November 7, 2022
Laura L. Rubenstein
and Samantha David
Recently, the IRS announced historic increases in the annual contribution limits for 401(k) and other qualified retirement plans. These are the largest inflation adjustments since contribution levels were first indexed to inflation in 2007.
Contribution limits for 401(k) plans, 403(b) plans, TSPs and most 457 plans will increase from $20,500 to $22,500, with the catch-up provision for participants aged 50 or over increasing from $6,500 to $7,500. Participants aged 50 or over can therefore make a total employee contribution of $30,000 in 2023, representing an unprecedented increase of just over 11%, while the increase for those under 50 is an equally unprecedented 9.8%. If you have multiple 401(k) and/or 403(b) plans, please keep in mind that these limits are the total amount that you can contribute across all your accounts.
The limit on total (employer plus employee) contributions to defined contribution plans increases by $5,000 to $66,000, up from $61,000 in 2022.

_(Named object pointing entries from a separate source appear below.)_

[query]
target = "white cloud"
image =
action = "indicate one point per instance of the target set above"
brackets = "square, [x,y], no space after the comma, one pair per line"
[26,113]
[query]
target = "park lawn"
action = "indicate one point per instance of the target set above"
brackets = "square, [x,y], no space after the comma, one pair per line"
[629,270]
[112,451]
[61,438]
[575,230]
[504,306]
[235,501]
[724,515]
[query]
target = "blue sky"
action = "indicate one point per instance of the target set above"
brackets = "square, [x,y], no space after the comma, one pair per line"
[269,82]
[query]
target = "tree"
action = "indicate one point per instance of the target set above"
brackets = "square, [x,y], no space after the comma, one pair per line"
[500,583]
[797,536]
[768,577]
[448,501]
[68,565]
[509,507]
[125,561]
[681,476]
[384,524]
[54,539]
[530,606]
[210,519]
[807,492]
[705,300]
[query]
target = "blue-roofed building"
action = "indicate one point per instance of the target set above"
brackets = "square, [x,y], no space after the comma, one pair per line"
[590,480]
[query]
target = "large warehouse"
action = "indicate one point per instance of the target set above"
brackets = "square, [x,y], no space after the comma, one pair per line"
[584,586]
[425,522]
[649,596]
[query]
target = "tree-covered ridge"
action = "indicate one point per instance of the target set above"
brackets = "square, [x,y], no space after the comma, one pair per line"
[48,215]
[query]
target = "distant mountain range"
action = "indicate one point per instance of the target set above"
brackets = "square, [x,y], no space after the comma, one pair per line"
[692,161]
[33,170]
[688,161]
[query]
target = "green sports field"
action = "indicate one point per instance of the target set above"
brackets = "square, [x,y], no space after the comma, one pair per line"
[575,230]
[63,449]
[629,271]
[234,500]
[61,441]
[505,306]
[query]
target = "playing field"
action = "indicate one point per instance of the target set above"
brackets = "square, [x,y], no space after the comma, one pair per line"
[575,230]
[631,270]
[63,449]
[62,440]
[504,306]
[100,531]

Maximum contributions to traditional and Roth IRAs will also increase, from $6,000 to $6,500, with the IRA “catch-up” provision (which is not indexed to inflation) remaining unchanged at $1,000. Eligibility to contribute to a Roth IRA in 2023 is limited to taxpayers with a modified AGI below $153,000 for single filers (up from $144,000), or $228,000 for married taxpayers filing jointly (up from $214,000). To be eligible to deduct contributions to a traditional IRA, modified AGI must be below $83,000 for single filers (up from $78,000), or $136,000 for those married taxpayers filing jointly (up from $129,000).
The amount that an individual can contribute to a SIMPLE account increases to $15,500 (up from $14,000 in 2022), while the catch-up contribution limit for SIMPLE accounts increases to $3,500 (up from $3,000).